We are spending our days watching the yachts come in and waiting for the ocean conditions to improve so we can move north. The seas are expected to reach 10-14 feet for the next week so we are sitting tight. The ARC boats are downwind sailing and surfing down the big waves. We have to head north and won't attempt bashing into waves that size. So we wait.....

Sunday, December 6, 2009

Simply Simple Solutions

With Christmas just around the corner I have an idea for the sailor on your shopping list. The book is called Simply Simple Solutions and it was written by a friend of mine, Jeannette Deale. We met Jeannette and her husband Bill in Luperon, Dominican Republic.

Through a lifetime of sailing and years of living aboard, Jeannette has compiled tips for living aboard (and on land) as well as lots of recipes. The cost is just $10.95 plus shipping.
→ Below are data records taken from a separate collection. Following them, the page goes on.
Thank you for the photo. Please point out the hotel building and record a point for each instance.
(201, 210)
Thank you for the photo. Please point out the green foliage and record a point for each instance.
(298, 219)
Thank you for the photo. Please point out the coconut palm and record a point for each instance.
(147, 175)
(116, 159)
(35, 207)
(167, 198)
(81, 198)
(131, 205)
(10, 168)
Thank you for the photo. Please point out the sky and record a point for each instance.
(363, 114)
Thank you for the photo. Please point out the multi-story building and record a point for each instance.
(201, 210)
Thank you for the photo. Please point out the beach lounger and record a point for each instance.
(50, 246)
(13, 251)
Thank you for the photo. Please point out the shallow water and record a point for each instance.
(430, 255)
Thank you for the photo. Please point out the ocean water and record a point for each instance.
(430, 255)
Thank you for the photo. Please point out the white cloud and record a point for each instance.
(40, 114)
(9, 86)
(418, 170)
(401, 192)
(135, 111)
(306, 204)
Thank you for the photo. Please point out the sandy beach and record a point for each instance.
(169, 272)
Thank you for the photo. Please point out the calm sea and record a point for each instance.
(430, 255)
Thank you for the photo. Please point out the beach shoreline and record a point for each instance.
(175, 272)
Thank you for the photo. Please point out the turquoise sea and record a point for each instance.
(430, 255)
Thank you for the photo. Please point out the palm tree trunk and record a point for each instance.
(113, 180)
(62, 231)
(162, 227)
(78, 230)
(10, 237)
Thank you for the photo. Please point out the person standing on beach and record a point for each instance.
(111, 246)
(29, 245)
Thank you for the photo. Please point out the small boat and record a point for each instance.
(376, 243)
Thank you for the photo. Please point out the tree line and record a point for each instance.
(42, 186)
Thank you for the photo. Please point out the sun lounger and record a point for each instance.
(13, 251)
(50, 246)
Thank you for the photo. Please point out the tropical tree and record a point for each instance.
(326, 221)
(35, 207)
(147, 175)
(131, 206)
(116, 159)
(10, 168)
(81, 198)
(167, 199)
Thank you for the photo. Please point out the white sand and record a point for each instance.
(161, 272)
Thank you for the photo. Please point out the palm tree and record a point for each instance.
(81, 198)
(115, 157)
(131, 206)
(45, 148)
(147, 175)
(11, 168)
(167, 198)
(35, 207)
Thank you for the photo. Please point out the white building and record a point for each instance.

You can order your copy by contacting Jeannette at I'm asking Santa for one! Merry Christmas!

Tuesday, December 1, 2009

Green Flash!

Is there such a thing as a Green Flash at sunset?
Could it be an old wives tail, a figment of the imagination or the result of too much rum at happy hour? Galileo was persecuted for his belief that the earth rotated around the sun. Jim has suffered his own persecution when he spoke of the green flash. Great men and women throughout history have endured much in pursuit of the truth.
Jim has been on a quest to capture the green flash and he caught this one from Rodney Bay, St. Lucia.